Eight Bells Hills or Thamaniyat Ajras (ثمانية أجراس) is a topographic outlier of the Gilf Kebir plateau in the extreme southwestern corner of Egypt. The site, a NW–SE striking line of eight flared hills of Palaeozoic sandstone, is located in the New Valley Governorate at an elevation of 731 m.

An airfield used during World War II by the RAF is located near the hills with the runway markings still visible. It is marked by empty tins, many with their paper labels still intact. The need for a landing area in this remote part of Egypt was due to the importance of the Libyan oasis of Kufra. Intermediate landing grounds were required to store petrol and two of these, Eight Bells (located ) and Bir Terfawi, 200 km to the east, were established by the Long Range Desert Group.

By the 2000s, Eight Bells Hills and the surrounding region became popular for tourists due to the scenic views it offered. However, this led to an increase in incidents involving armed bandits, especially groups who were camping near the former airstrip. Initially, both parties would leave each other alone. Incidents occurred in 2003 and January 2007, which were kept quiet by Egyptian authorities. During the January 2007 incident, a tour group of 1 German and 3 Britons were stopped by a Land Cruiser carrying 8 gunmen. The gunmen seized a satellite phone, mobile phones, cash, and looted vehicles belonging to the tourists. After they left, leaving two cars, the group made it to Dakhla Oasis.
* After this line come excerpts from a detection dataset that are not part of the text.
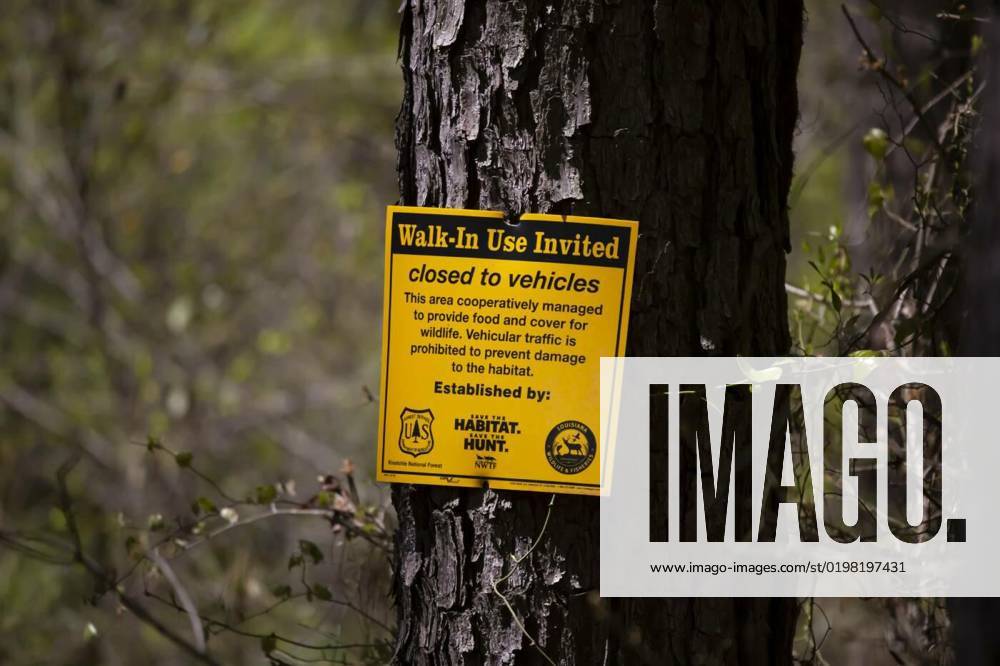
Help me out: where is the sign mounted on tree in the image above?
[377,206,637,495]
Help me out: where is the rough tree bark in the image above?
[393,0,803,664]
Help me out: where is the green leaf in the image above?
[256,484,278,504]
[312,583,333,601]
[299,539,323,564]
[191,497,219,515]
[146,513,167,532]
[861,127,889,161]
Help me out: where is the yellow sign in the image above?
[377,206,637,495]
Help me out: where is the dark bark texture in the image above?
[393,0,803,664]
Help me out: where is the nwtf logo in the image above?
[600,358,988,597]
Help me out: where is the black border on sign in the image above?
[379,211,633,488]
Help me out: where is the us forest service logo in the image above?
[545,421,597,474]
[399,407,434,458]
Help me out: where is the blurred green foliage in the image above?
[0,0,401,664]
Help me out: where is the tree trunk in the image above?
[393,0,802,664]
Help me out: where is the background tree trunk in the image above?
[393,0,802,664]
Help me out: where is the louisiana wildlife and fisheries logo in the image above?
[399,407,434,458]
[545,421,597,474]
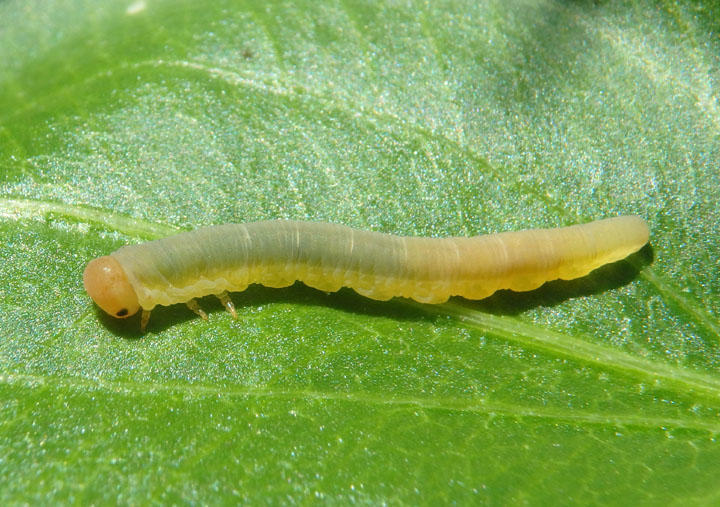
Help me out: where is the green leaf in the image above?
[0,0,720,504]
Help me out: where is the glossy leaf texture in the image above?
[0,0,720,504]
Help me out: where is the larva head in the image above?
[83,255,140,319]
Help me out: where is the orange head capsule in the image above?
[83,255,140,319]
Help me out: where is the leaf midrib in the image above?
[0,195,720,399]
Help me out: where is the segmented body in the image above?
[111,216,649,311]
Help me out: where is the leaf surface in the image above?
[0,0,720,504]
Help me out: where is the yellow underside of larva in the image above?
[137,244,631,310]
[112,217,649,310]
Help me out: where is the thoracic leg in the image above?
[185,299,207,320]
[215,291,237,319]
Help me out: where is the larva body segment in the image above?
[91,216,649,318]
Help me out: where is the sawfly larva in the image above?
[83,216,649,330]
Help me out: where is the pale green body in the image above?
[111,216,649,310]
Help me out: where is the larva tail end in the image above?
[83,255,140,319]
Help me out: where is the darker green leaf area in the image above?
[0,0,720,505]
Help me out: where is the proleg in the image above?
[83,216,649,327]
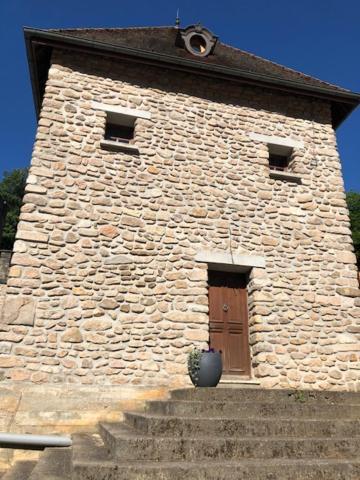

Another incident occurred in August 2008, when a tour group near Eight Bells were almost stopped by bandits. According to group, they saw a Land Cruiser with around 15 gunmen approaching, and they hurriedly left the area. After stopping, they saw the bandits still following using binoculars, fleeing once again. Notably, in September 2008, a European tour group were kidnapped by Sudanese bandits, including their guides and drivers. The gunmen seized 11 Italians, Germans and Romanians and 8 Egyptian guides and drivers, bringing them into Sudan. On 25 September 2008, the group later moved to Libya according to the Sudanese government, but Libyan authorities reported that there were no sightings. The German government attempted negotiations from where a ransom of millions of dollars was demanded.

A meteorite was found In the area of Eight Bells in 2016.